Да, парень, расшвырялся, разбросался ты среди любовей бесконечных, романов переплетающихся, бессмысленных и совсем неполезных мимолетных связей. А попросту - избаловался…
Но ведь каждую женщину я любил. В каждой женщине искал чего-то большего, что она могла дать. На худой конец, каждую пытался понять. И каждая женщина, уходя, уносила с собой кусочек моей души. И вот сижу я перед окном осенним, смотрю на текущие струйки по стеклу - и душа моя пуста. Аж гулко внутри. Лед внутри и холод, и никого, и ничего не жаль. Даже себя. Художник всегда одинок - если он художник. Однако от этого не легче.

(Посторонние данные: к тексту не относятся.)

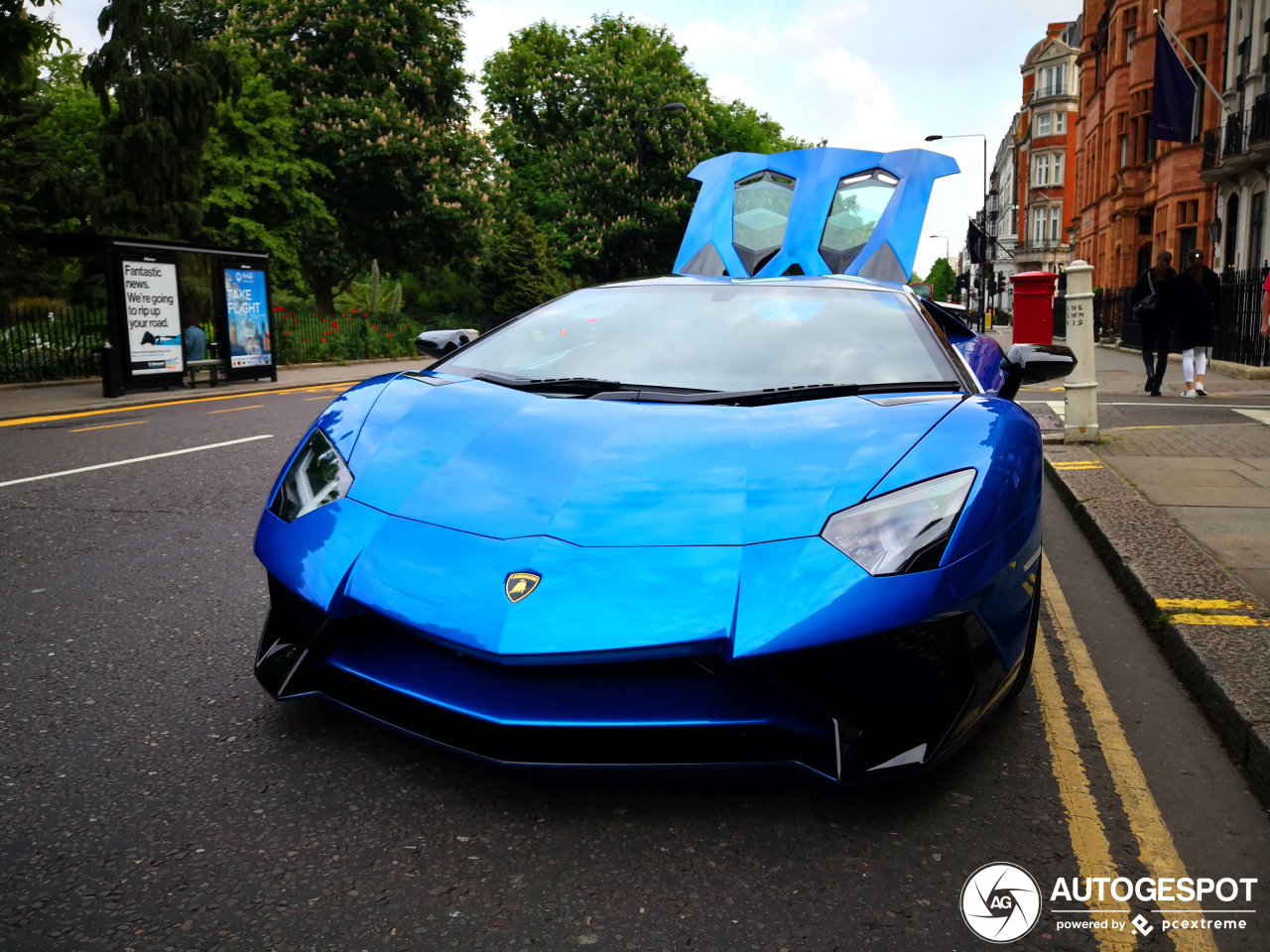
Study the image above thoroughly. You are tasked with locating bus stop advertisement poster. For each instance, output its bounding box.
[121,260,185,376]
[223,268,273,368]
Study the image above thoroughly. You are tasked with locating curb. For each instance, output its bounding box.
[1045,447,1270,807]
[1098,341,1270,380]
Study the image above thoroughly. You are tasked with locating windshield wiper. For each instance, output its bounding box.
[467,371,626,394]
[590,381,965,407]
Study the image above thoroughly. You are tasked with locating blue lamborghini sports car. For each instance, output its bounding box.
[255,274,1075,780]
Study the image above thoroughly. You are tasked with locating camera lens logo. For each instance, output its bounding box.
[961,863,1040,944]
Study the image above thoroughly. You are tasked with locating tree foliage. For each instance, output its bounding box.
[926,258,956,300]
[482,14,823,281]
[202,46,335,292]
[480,212,566,317]
[0,0,68,90]
[484,17,710,281]
[706,99,826,155]
[31,52,101,231]
[83,0,239,237]
[222,0,485,314]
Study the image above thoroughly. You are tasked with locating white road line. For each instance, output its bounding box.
[0,432,273,486]
[1234,410,1270,426]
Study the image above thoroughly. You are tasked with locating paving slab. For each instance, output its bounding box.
[1045,445,1270,806]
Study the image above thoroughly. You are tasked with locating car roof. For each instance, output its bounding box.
[599,274,917,298]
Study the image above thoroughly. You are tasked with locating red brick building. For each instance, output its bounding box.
[1013,20,1080,272]
[1071,0,1225,287]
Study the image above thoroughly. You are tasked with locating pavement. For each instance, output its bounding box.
[998,329,1270,805]
[0,342,1270,805]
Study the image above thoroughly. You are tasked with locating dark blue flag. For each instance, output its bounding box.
[1151,26,1195,142]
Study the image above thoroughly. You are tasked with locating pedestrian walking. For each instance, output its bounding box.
[1261,274,1270,337]
[1129,251,1178,396]
[1176,248,1221,399]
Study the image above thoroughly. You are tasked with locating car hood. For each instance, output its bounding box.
[348,376,958,547]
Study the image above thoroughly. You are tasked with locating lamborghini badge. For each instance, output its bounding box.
[504,572,543,604]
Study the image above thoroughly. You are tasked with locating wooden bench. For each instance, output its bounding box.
[186,359,225,389]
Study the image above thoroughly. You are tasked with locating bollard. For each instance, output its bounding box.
[96,340,123,398]
[1063,260,1098,443]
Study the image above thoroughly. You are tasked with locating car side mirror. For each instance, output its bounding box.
[997,344,1076,400]
[414,329,476,359]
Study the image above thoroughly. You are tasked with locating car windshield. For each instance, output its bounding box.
[439,283,957,391]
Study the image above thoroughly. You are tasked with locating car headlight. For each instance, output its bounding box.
[821,470,974,575]
[269,430,353,522]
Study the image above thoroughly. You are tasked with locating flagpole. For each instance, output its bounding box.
[1152,9,1230,113]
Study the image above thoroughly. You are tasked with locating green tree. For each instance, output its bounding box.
[219,0,488,312]
[202,45,335,294]
[480,212,566,317]
[706,99,826,155]
[482,15,711,281]
[926,258,956,302]
[83,0,239,237]
[0,0,68,89]
[0,0,66,300]
[32,51,103,230]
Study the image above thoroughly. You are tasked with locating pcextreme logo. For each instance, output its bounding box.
[961,863,1040,944]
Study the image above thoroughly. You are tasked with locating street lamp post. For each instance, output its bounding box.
[926,132,990,329]
[631,103,689,274]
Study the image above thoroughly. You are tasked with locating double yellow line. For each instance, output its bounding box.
[0,381,357,427]
[1033,556,1216,952]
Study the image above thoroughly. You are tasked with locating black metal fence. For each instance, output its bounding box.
[0,304,500,384]
[1212,268,1270,367]
[0,304,109,384]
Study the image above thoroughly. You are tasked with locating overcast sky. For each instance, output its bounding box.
[46,0,1080,274]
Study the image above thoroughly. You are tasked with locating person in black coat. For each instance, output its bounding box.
[1176,248,1221,399]
[1129,251,1178,396]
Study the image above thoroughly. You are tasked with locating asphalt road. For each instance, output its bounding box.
[0,389,1270,952]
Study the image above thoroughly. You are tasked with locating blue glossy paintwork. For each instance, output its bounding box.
[257,380,1040,666]
[348,520,742,654]
[319,641,831,740]
[255,499,387,615]
[255,271,1042,770]
[349,378,956,547]
[952,334,1006,394]
[675,149,958,278]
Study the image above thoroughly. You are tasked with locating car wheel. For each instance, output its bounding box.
[1006,577,1040,701]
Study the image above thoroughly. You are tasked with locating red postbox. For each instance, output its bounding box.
[1010,272,1058,344]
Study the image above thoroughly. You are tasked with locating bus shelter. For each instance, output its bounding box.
[42,234,278,398]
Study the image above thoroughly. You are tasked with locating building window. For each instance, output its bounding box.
[1178,225,1199,263]
[1221,191,1239,266]
[1248,191,1266,268]
[1033,155,1049,185]
[1040,62,1067,96]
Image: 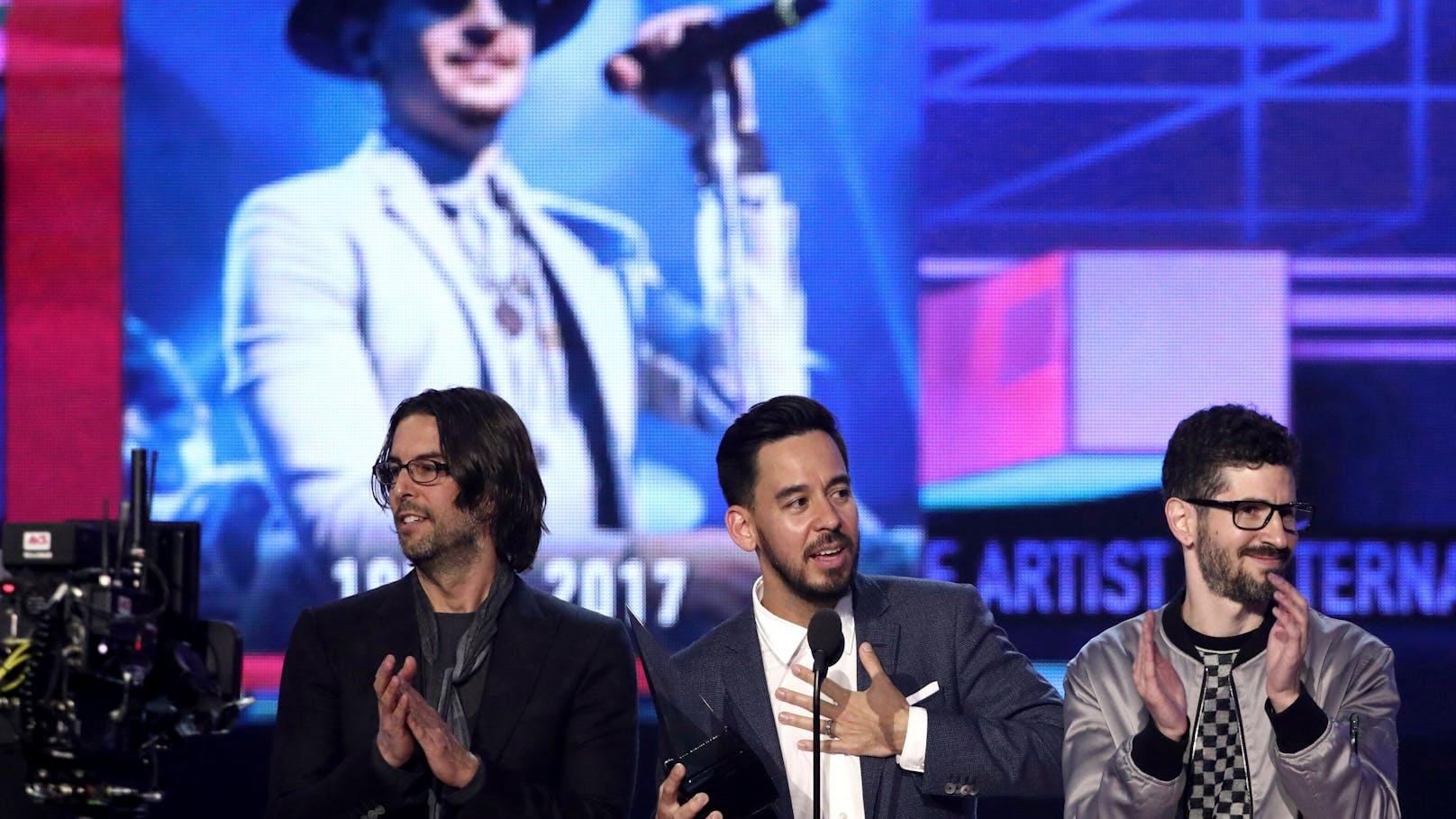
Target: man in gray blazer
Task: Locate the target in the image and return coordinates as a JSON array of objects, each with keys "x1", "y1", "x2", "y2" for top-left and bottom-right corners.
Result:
[
  {"x1": 657, "y1": 396, "x2": 1063, "y2": 819},
  {"x1": 225, "y1": 0, "x2": 806, "y2": 560}
]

Правильно мать называла меня с самого детства - непутевый. А дядья, оттянувшие в свое время лесоповальные срока и жизнь повидавшие, уточняли - один на льдине; да, ломом подпоясанный, добавляли со смехом, - они были шутники-балагуры, они любили меня…
И вот сижу перед плачущим окном, уже глубокая осень, уже полгода прошло с того письма от "принцессы", сижу, один на льдине, на ледяном айсберге, за стенкой веселятся, какой-то праздник сегодня, а я в недоумении: что ж все так мелко-то? Так ничтожно? Так банально? Сегодня заехал вечером к "принцессе", была причина - вышла новая книжка, а она вроде как поклонница моя, во всяком случае, в письмах так писала, - и дверь мне открыл какой-то старый неухоженный мужик, похожий на комбайнера, от которого и пахло-то чуть ли не силосом. И где-то я его вроде как видел… Я поздоровался, сунул ей, изумленной и испуганной, книгу, сослался на нехватку времени ("а то бы посидел!") и откланялся. Не хватало еще на старости лет чай пить - втроем! Но до чего мелко и банально!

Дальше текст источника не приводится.